Mamãe

Por: Roberto de Paula Barbosa

Geraldinho é um sujeito de pequena estatura, mas devido ao seu trabalho de sol a sol, no cabo de guatambu da enxada e do alvião, acabou adquirindo uma compleição robusta e musculosa, necessitando o seu corpo de sustância para aguentar o árduo esforço nos campos, onde o trabalho braçal é o que impera em sua lida cotidiana.

Acorda diariamente com o cantar do galo e, antes que os primeiros raios de sol venham bafejar-lhe os olhos empapuçados, levanta de um só pulo, veste suas calças sovadas e a camisa esgarçada, calça as botinas corroídas, bebe de um só gole o café requentado de um bule que habita sobre a chapa de um pequeno fogão de lenha, cujo borralho nunca se apaga entre as cinzas, ombreia seus apetrechos de trabalho e parte rumo a obrigação do dia.

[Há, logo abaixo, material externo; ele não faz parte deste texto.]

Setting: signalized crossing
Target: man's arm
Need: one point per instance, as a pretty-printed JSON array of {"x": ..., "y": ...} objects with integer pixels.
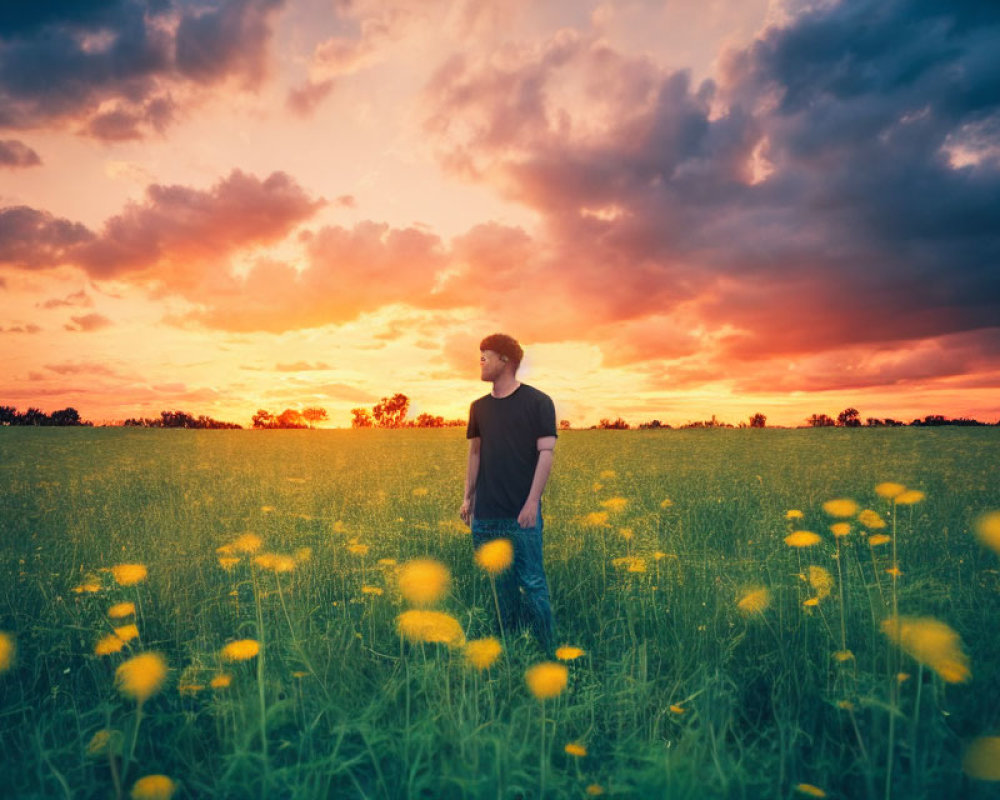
[
  {"x": 471, "y": 473},
  {"x": 528, "y": 517}
]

Porém, antes de seguir direto à sua faina diária, vê com o rabo do olho no terreiro um grande capado que jaz sob uma pilha enorme de palhas secas de milho, prestes a ser sapecado, e que o pai tinha matado um pouco antes de o galo cantar, para servir de sustento da família durante os próximos dias. Sua imaginação voa para a pele bem cozida com feijão; a costelinha apertada na panela de ferro sobre o fogão a lenha, servida com mandioca amarela macia; os torresmos crocantes dissolvendo-se na língua; as postas de pernil recheadas com carne moída e conservadas na gordura, dentro de grandes latas; os pés, mãos, papada, orelhas e rabo cozidos no meio do feijão preto; começa a antever as linguiças purinhas de porco, inclusive a mão de obra, onde foram aproveitadas as carnes menos nobres e as tripas lavadas com cuidado e muito limão, penduradas no arame estendido sobre o fogão de lenha, sendo defumadas devagarinho; os chouriços e os cudiguins caprichados e ainda sem esquecer o delicioso sarapatel elaborado com muito arinho pela mãe, aproveitando todo o resto do porco, ficando de fora apenas o grito que ele não ouviu.

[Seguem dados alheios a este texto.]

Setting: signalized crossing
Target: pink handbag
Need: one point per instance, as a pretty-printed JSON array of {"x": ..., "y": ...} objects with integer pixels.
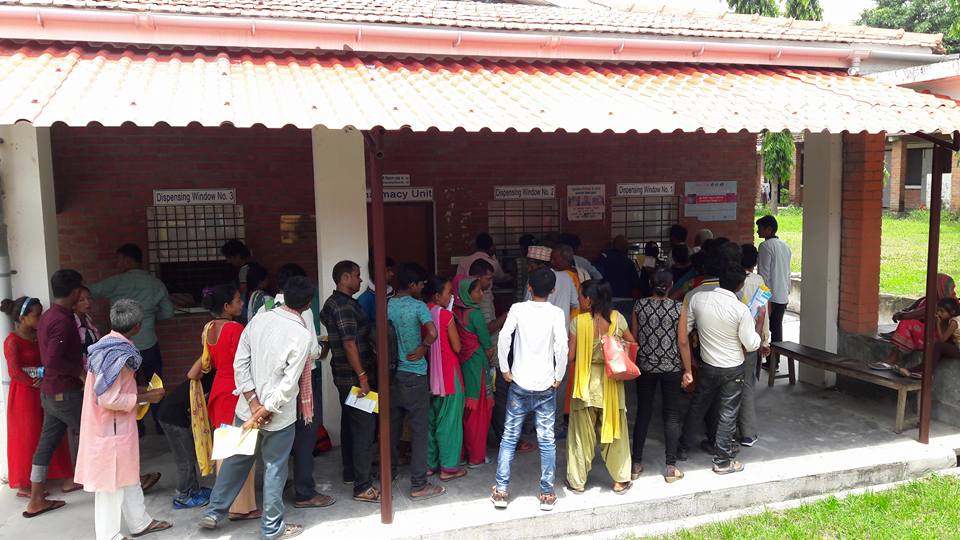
[{"x": 618, "y": 357}]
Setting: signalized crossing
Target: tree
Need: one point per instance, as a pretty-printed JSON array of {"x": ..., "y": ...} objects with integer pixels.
[
  {"x": 927, "y": 16},
  {"x": 777, "y": 150},
  {"x": 804, "y": 10},
  {"x": 766, "y": 8}
]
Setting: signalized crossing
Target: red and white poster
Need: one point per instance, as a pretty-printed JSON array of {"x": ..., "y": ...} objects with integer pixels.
[{"x": 710, "y": 201}]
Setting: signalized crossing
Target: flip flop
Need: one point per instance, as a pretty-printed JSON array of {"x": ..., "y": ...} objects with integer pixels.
[
  {"x": 460, "y": 473},
  {"x": 54, "y": 505},
  {"x": 320, "y": 501},
  {"x": 155, "y": 526},
  {"x": 26, "y": 494},
  {"x": 149, "y": 480},
  {"x": 367, "y": 496}
]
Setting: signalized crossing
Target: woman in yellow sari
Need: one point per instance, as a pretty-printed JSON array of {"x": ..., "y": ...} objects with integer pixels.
[{"x": 598, "y": 401}]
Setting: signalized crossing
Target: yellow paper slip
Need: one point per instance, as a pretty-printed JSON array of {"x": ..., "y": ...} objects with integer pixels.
[
  {"x": 155, "y": 382},
  {"x": 231, "y": 441},
  {"x": 369, "y": 403}
]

Abraçado aos seus instrumentos, inicia sua caminhada até à roça, todo alegre e com as lombrigas felizes e saltitantes em sua barriga, imaginando o que a mãe vai lhe mandar no caldeirão do almoço, que lhe é levado pelo irmão mais novo, assim que o sol estiver começando a esquentar.

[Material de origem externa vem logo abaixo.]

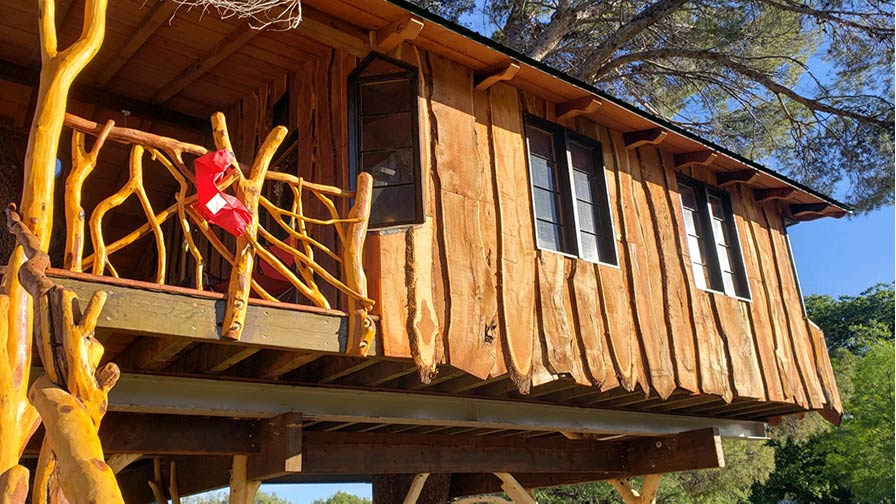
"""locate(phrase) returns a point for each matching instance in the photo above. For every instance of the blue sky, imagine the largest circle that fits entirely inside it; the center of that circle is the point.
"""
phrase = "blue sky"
(833, 256)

Chegada a hora, afaimado, os olhos espichados na direção da tranqueira, vê aproximar-se o irmão com o caldeirão embrulhado em um pano de prato e amarrado com uma goma elástica para que a tampa não caia. O irmão chega e diz:

- Óia Gerardinho, a mãe mandô dizê que num deu tempo de arrumá mistura. Ela feiz o que tinha.

Geraldinho, com grande expectativa, desamarra a goma, desembrulha o pano, abre o caldeirão, vê o conteúdo, depois olha para o irmão, mas para não demonstrar os olhos úmidos de frustração, diz:

- Eh! Eh! Mamãe é mamãe memo! Qué coisa mió do que jiló com couve???!!!